The purpose of the Antidiscrimination Act is to eliminate discrimination in the payment of wages based solely on the basis of sex where men and women are doing the same or similar work under all of the same conditions. We agree that that is a salutary and proper purpose. In that connection it is of interest to note that the Constitution of the State of Utah has, since statehood, contained . Article IV, Sec. 1 .
This clear and comprehensive statement in our foundational law [Art. IV, Sec. 1] correlates with the purpose that there shall be no discrimination based on sex. [At 506 P.2d 809-810, emphasis added.]

One other matter concerning constitutionality should be mentioned. If we assume, arguendo, that there is irreconcilability between two provisions of the Constitution of Utah, viz., Art. IV, Sec. 1, ante, and Art. I, Sec. 184 which states:

No . . . law impairing the obligations of contracts shall be passed,

then Art. IV, Sec. 1 must prevail as the more precious right in our basic law. All fundamental rights — including obligation of contract — remain, we believe, in peril or unfulfillment when invidious discrimination is permitted by law, notwithstanding any seeming winsomeness of argument which suggests vindication for that discrimination.

However, we do not believe there is any tension between Art. IV, Sec. 1 and Art. I, Sec. 18 of Utah’s Constitution. It has always been recognized that a contract contains, implicitly, the laws existing at the time it is completed. See Quagliana v. Exquisite Home Builders, Inc., Utah, 538 P.2d 301 (1975); Edwards v. Kearzey, 96 U.S. 595, 24 L.Ed. 793 (1878).5 It has also long been recognized that the “impairment of obligation” provision of the United States Constitution (and similarly that of *61Utah’s Constitution) is not to protect future contracts but rather those existing prior to the enactment of the challenged statute. These provisions do not establish a right of parties to make contracts that are illegal and against public policy. They merely prevent “impairment” by a changing of the laws after the contract has been made. Ogden v. Saunders, 12 Wheat. 213, 25 U.S. 213, 6 L.Ed. 606 (1827); Edwards v. Kearzey, supra, 96 U.S. 595.

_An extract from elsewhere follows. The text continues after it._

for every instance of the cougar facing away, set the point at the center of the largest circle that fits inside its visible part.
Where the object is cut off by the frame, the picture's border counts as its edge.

Utah’s Antidiscrimination Act finds nourishing validity in Art. IV, Sec. 1 of this State’s Constitution and we know of no other provision in the Constitution of Utah or the United States which impoverishes that validity, including those provisions cited by Beehive, ante.

Sec. 34-35-6(l)(a) states:

. “To discriminate in matters of compensation” means the payment of differing wages or salaries to employees having substantially equal experience, responsibilities, and competency for the particular job. . . . [Emphasis added.]

In this case, it is significant to note that the findings of the District Court, and particularly the ones specified in the findings of March 11,1977, demonstrate that Alsop suffered discrimination in pay though she had “substantially equal experience, responsibilities, and competency for the job” which her male counterparts, or more precisely one male counterpart, a Mr. Kenneth Edwards, possessed.

This case is remanded to the District Court for a further hearing concerning the matter of payment to Alsop in lieu of reinstatement consistent with this opinion. Affirmed in all other matters except the order concerning the fining of Beehive prospectively, discussed ante, which is reversed.

Costs are awarded to Alsop and against Beehive.

MAUGHAN and HALL, JJ., concur.

. Rule 38 provides: “The right of trial by jury as declared by the Constitution or as given by statute shall be preserved to the parties.”

. It is the protection and enforcement of important personal and civil rights that establish these proceedings as basically equitable. See 27 Am.Jur.2d, Equity, Sec. 66.

. Nelson v. Nelson, 30 Utah 2d 80, 513 P.2d 1011 (1973).

. Cf. Constitution of the United States, Art. I, Sec. 10: “No State Shall . . . pass any . . . Law impairing the Obligation of Contracts . . . ”.

.The contract here was made after the statute was enacted in 1969. As such the contract implicitly contains the challenged provisions of the Act.